3. Be a spotter for someone else. And vow to be the very best spotter you could possibly be. Pay minute deliberate attention to their body, communicate with them, keep them safe, take care of them like they were you. This will help you feel a part of the process of inversions, and it will help you to learn what you need from a spotter when you're going up.

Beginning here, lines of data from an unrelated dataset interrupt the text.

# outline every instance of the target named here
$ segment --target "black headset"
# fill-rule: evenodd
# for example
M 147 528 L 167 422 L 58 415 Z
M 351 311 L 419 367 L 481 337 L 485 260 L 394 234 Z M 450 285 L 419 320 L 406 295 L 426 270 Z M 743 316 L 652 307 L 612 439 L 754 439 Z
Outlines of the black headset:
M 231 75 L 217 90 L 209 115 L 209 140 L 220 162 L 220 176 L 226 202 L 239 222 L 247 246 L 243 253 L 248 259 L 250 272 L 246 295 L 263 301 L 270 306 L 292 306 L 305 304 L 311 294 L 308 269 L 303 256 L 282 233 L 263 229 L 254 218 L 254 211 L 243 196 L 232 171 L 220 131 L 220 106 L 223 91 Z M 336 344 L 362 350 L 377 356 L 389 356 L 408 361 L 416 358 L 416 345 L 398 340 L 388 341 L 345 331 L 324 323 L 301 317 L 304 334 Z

4. (this is an esoteric one, but what the hell)...Let the symbolism of the pose touch you. Ask yourself (your big self) what is in this pose for you, why it is so hot, what does it mean to turn your world upside-down, and let the poetry of that, the metaphor of that, keep you interested...let it be a balm for your fear.

and lastly,

5. Even if you never ever go upside-down again, your practice can be as full and as miraculous as ever. As long as you are present and breathing and bringing all of your beautiful self to the mat, it doesn't matter if you spend the entire first class in childs pose. And anyone who gives you any guff about what poses you are or are not doing...well, they have their own shit to work out.

xo
YogaLia

***

I would love to hear from anyone and everyone about their inversion experiences...good and bad.  Have you ever been dropped? Have you ever dropped someone?  Do you invert? Or do you just happen to run off to the bathroom when it comes time to get all legs-in-the-air-y? Tell me your tales of the upside-down world!